Wu Yonghui, Yang Xi, Bian Jiang, Guo Yi, Xu Hua, Hogan William
Departments of Health Outcomes and Biomedical Informatics, College of Medicine, University of Florida, Gainesville, Florida, USA.
School of Biomedical Informatics, the University of Texas Health Science Center at Houston, Houston, Texas, USA.
AMIA Annu Symp Proc. 2018 Dec 5;2018:1110-1117. eCollection 2018.
There has been an increasing interest in developing deep learning methods to recognize clinical concepts from narrative clinical text. Recently, several studies have reported that Recurrent Neural Networks (RNNs) outperformed traditional machine learning methods such as Conditional Random Fields (CRFs). Deep learning-based Named Entity Recognition (NER) systems often use statistical language models to learn word embeddings from unlabeled corpora. However, current word embedding methods have limitations to learn decent representations for low-frequency words. Medicine is a knowledge-extensive domain; existing medical knowledge has the potential to improve feature representations for less frequent yet important words. However, it is still not clear how existing medical knowledge can help deep learning models in clinical NER tasks. In this study, we integrated medical knowledge from the Unified Medical Language System with word embeddings trained from an unlabeled clinical corpus in RNNs for detection of problems, treatments and lab tests. We examined three different ways to generate medical knowledge features, including a dictionary lookup program, the KnowledgeMap system, and the MedLEE system. We also compared representing medical knowledge as one-hot vectors versus representing medical knowledge as embedding layers. The evaluation results showed that the RNN with medical knowledge as embedding layers achieved new state-of-the-art performance (a strict F1 score of 86.21% and a relaxed F1 score of 92.80%) on the 2010 i2b2 corpus, outperforming an RNN with only word embeddings and RNNs with medical knowledge as one-hot vectors. This study demonstrated an efficient way of integrating medical knowledge with distributed word representations for clinical NER.

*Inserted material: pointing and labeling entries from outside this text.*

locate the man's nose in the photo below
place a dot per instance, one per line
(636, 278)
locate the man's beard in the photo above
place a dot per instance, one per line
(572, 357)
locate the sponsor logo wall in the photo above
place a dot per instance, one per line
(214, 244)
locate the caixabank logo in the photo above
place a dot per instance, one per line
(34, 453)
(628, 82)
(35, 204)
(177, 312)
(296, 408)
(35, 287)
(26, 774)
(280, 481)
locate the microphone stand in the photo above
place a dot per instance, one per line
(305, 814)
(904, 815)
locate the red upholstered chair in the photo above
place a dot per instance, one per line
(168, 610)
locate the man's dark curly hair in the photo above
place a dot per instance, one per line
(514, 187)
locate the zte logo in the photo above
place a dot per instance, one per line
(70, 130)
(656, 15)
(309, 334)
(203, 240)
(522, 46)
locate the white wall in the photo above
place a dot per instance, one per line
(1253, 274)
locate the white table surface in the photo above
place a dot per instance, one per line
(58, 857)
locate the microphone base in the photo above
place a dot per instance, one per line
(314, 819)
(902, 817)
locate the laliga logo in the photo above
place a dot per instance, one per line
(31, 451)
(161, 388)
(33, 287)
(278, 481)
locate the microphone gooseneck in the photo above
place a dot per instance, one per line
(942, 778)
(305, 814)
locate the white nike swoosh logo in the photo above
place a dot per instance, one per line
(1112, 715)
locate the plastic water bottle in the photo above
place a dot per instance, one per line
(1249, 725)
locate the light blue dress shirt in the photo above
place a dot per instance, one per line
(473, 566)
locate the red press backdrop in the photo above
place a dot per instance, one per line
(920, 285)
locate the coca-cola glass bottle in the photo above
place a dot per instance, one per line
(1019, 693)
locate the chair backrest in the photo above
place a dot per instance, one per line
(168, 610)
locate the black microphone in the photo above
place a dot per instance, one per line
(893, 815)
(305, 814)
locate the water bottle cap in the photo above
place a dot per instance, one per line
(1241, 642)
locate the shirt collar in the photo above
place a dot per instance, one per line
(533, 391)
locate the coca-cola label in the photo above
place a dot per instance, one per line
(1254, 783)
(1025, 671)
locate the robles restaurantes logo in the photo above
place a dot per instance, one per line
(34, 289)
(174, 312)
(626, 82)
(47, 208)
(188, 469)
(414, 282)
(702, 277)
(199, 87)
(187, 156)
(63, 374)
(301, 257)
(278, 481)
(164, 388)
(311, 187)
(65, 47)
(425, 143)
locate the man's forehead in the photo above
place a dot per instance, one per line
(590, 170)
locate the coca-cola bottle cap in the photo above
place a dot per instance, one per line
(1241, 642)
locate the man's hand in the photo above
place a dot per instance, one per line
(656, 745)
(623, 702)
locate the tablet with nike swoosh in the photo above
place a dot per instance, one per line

开发深度学习方法以从叙述性临床文本中识别临床概念的兴趣与日俱增。最近,多项研究报告称循环神经网络(RNN)的表现优于传统机器学习方法,如条件随机场(CRF)。基于深度学习的命名实体识别(NER)系统通常使用统计语言模型从未标记语料库中学习词嵌入。然而,当前的词嵌入方法在为低频词学习合适的表示方面存在局限性。医学是一个知识广泛的领域;现有的医学知识有潜力改善对低频但重要的词的特征表示。然而,目前尚不清楚现有的医学知识如何在临床NER任务中帮助深度学习模型。在本研究中,我们将统一医学语言系统中的医学知识与在RNN中从未标记临床语料库训练得到的词嵌入相结合,用于检测问题、治疗方法和实验室检查。我们研究了三种生成医学知识特征的不同方法,包括字典查找程序、知识图谱系统和MedLEE系统。我们还比较了将医学知识表示为独热向量与将医学知识表示为嵌入层的情况。评估结果表明,在2010年i2b2语料库上,将医学知识表示为嵌入层的RNN取得了新的最优性能(严格F1分数为86.21%,宽松F1分数为92.80%),优于仅使用词嵌入的RNN以及将医学知识表示为独热向量的RNN。这项研究展示了一种将医学知识与分布式词表示相结合用于临床NER的有效方法。